The interphase between reinforcing fibers and polymers is brittle, and does not behave in the way it was assumed to when the standard theory for composite strength was developed. Futhermore, this theory predicts curved stress-strain plots for aligned short fibre composites, yet the evidence for this is unconvincing, and there is much new evidence that these stress-strain curves are straight. The time has therefore come to abandon this approach and take into account, instead, the apparent brittleness and sudden failure of aligned fibre reinforced polymers. This paper presents the evidence, and introduces the new approach.
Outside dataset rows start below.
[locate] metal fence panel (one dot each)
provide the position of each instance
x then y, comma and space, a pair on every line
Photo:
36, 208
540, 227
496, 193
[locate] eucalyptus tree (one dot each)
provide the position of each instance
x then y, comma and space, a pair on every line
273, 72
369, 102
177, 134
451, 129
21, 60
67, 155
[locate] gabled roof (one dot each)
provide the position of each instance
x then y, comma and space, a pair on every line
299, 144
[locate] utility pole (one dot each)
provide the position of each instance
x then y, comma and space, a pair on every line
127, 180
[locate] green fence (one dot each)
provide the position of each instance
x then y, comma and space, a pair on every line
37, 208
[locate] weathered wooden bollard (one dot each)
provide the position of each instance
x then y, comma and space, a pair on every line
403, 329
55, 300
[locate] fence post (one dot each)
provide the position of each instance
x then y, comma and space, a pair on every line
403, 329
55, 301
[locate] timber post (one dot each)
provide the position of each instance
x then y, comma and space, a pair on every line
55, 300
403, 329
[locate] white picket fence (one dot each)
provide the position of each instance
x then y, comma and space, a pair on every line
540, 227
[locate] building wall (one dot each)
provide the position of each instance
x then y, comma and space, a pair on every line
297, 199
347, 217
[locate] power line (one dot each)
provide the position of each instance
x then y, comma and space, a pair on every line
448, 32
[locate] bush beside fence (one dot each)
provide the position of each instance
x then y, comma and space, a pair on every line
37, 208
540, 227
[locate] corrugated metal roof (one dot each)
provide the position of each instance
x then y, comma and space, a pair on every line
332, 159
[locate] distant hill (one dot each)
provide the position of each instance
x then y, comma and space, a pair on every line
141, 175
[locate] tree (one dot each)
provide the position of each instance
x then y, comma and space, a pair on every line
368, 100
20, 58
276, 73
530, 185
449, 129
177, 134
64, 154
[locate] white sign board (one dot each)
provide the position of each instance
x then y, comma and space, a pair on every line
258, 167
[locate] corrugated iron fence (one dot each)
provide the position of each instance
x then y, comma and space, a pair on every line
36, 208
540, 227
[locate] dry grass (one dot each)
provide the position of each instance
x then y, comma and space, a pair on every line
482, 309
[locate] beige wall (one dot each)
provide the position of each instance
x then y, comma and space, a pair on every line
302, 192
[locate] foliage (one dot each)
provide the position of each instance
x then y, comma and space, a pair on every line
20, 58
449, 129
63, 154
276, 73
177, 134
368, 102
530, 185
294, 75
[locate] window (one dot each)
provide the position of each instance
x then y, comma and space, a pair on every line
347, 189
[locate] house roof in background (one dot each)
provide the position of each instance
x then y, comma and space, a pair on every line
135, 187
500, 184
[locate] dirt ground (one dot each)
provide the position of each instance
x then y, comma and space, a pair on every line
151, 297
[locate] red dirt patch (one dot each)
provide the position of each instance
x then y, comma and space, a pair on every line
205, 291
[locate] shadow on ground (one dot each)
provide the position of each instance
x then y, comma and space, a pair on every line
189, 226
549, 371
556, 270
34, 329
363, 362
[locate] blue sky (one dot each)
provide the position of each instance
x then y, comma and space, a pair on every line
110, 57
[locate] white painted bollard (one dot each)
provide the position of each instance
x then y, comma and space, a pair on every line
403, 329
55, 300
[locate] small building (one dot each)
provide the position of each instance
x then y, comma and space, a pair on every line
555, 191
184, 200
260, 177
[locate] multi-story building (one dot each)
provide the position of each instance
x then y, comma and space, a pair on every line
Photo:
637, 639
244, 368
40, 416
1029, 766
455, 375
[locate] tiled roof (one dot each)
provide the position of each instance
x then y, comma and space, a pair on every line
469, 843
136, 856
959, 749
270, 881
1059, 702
This involves microcrack development in composites from stress concentrations at the fibre ends. Since such failure initiation can occur simultaneously at many sites, the stress required to cause abrupt failure across the whole cross section can be estimated by a simple force balance. This analysis gives the familiar expressions used for short fibre composites, with one important difference. For carbon reinforced polymers, the polymer has to reach its breaking strength before failure, so that there is no minimum volume fraction for reinforcement with these composites. With glass, on the other hand, which has a higher breaking strain than most thermosets used for composites, the matrix appears unable to exert its full strength. Thus low fibre volume fraction glass fibre composites can be weaker than the matrix, and a minimum volume fraction for reinforcement exists.